Why major or minor in English?

What do I learn from an English major or minor?

• The major in English at the University of California, Merced, asks students to recognize the complex interactions of culture and literature. Literature and literary criticism are significant parts of an age-old, continuing conversation about the meaning and value of human society. So we think about the way artists and thinkers across centuries have used literature to ask big questions, tell stories and create beauty.

• The study of literature enables one to engage these conversations richly, both for personal development and for the ability it gives one to be a responsible agent in the many societies each person inhabits.

• Moreover, literary study gives one insight into how cultures operate in such a way as to facilitate ethical cross-cultural interactions. Literary study facilitates such agency by teaching readers how to understand — an understanding that engages intellectual, ethical and aesthetic faculties — and then critique literary artifacts. See for example this article in the New York Times: http://www.nytimes.com/2013/12/22/opinion/sunday/triumph-of-the-english-...

• The English major and minor teach transferrable skills that are attractive to employers in all sectors, from engineering to law to medicine to business.
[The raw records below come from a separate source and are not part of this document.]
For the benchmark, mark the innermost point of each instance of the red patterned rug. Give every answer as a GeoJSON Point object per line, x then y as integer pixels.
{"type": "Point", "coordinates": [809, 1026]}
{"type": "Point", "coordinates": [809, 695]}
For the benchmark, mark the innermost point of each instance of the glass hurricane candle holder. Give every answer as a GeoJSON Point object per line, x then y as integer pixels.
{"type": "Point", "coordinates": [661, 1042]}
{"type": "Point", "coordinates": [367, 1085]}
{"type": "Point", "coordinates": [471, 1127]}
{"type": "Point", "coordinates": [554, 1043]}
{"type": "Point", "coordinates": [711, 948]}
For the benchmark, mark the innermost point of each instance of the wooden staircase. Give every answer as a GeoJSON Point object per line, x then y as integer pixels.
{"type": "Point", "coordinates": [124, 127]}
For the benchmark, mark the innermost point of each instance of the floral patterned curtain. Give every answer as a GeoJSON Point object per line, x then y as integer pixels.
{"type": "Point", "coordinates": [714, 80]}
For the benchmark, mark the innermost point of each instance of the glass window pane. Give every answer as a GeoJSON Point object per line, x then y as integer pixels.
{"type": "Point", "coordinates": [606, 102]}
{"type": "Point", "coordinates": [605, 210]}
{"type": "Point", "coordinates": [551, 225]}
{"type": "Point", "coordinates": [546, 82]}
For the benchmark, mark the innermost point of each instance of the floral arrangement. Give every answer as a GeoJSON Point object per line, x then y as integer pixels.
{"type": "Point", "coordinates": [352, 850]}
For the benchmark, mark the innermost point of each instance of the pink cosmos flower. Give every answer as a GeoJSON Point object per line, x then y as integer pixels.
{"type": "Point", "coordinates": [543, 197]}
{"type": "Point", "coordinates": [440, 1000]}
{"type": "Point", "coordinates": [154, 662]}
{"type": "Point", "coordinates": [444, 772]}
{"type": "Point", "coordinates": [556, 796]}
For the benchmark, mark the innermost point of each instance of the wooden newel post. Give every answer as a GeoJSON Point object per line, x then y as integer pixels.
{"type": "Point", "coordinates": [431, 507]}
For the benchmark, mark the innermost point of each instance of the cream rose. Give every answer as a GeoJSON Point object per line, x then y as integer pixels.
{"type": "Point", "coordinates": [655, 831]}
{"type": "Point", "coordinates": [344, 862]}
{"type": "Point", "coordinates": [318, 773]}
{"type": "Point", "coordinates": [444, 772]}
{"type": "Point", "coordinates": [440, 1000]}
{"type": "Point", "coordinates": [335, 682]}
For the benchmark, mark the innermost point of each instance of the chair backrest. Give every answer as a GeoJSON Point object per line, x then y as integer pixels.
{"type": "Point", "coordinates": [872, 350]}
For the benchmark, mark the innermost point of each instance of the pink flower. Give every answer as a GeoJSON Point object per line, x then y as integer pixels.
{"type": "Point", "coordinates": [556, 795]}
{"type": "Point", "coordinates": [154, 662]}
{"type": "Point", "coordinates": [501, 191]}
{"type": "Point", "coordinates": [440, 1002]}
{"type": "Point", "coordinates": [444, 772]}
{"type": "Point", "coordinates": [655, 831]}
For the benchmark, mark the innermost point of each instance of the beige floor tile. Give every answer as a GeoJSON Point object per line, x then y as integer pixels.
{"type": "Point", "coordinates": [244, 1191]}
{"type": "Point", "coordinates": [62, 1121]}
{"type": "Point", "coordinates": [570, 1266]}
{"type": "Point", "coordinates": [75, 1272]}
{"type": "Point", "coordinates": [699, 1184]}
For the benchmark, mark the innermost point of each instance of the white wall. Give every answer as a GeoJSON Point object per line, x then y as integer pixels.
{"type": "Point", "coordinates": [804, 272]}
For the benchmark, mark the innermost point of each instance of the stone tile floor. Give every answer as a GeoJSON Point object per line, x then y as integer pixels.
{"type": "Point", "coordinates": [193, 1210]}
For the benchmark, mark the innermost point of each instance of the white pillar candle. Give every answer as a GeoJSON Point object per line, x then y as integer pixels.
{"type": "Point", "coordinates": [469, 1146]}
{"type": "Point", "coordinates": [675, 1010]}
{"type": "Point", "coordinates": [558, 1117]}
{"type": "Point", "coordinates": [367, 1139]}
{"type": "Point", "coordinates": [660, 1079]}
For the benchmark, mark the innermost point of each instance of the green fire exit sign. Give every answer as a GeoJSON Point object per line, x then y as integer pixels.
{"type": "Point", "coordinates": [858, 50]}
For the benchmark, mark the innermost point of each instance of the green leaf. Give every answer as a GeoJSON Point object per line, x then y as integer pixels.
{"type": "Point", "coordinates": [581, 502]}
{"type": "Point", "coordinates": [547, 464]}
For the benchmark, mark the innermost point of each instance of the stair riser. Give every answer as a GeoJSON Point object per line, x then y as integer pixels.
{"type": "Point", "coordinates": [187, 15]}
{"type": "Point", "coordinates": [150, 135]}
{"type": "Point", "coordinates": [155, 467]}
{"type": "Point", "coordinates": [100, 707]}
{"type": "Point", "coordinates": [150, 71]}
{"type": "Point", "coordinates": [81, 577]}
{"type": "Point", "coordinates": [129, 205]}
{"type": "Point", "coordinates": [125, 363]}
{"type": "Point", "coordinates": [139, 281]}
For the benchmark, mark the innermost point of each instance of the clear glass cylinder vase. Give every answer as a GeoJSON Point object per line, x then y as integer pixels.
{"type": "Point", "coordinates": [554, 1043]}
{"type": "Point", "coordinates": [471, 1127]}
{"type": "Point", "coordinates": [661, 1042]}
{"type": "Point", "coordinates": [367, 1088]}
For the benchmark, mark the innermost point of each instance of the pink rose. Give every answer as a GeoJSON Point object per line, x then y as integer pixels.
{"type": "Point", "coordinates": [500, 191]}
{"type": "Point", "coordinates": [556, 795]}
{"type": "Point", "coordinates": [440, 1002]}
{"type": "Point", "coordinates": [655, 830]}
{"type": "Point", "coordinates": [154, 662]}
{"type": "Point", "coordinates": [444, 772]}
See for example this article from Business Insider:

http://www.businessinsider.com/11-reasons-to-major-in-the-humanities-2013-6

Or this advice from Stanford: https://english.stanford.edu/information-for/undergraduates/careers-afte...

Or this English major career page: http://www.lsa.umich.edu/english/careers/default.asp

Or this recent Forbes article on how humanities and arts majors are the tech industry's new "hottest ticket": http://www.forbes.com/sites/georgeanders/2015/07/29/liberal-arts-degree-...

What can I do with an English major?

An English major is one of the most popular liberal arts degrees in the world; this is a bachelor of arts that is immediately recognizable to employers, graduate schools and law schools. These employers and schools will know that by hiring or accepting an English major, they are hiring someone who can interpret and analyze texts, think critically and view problems from multiple perspectives, have empathy for others, and communicate and write clearly.

English majors become:

• journalists, writers, editors, poets, translators: producing and distributing new writing

• teachers and librarians: sharing their love of literature, theater, or writing

• lawyers: applying their skills of analysis and interpretation

• doctors, nurses, physical therapists: using a capacity for diagnosis and communication

• entrepreneurs, marketers: leveraging their communication and analytical skills to succeed in the business world

• social workers, politicians, non-profit workers: applying social justice insights to work for a more just society

UC-Merced English and Literature Graduates in the World 

UC-Merced English and Literature alumni have been accepted into law schools and graduate programs in writing, literature, journalism, education, and sports management. Our students have received Teach for America and AmeriCorps positions, and jobs at Yosemite National Park, the UC-Merced library, and various high schools, for a few examples. Our students have traveled to Taiwan to write and to South Africa to study after gradaution, and one has stayed in Merced to open a local and highly successful coffee shop.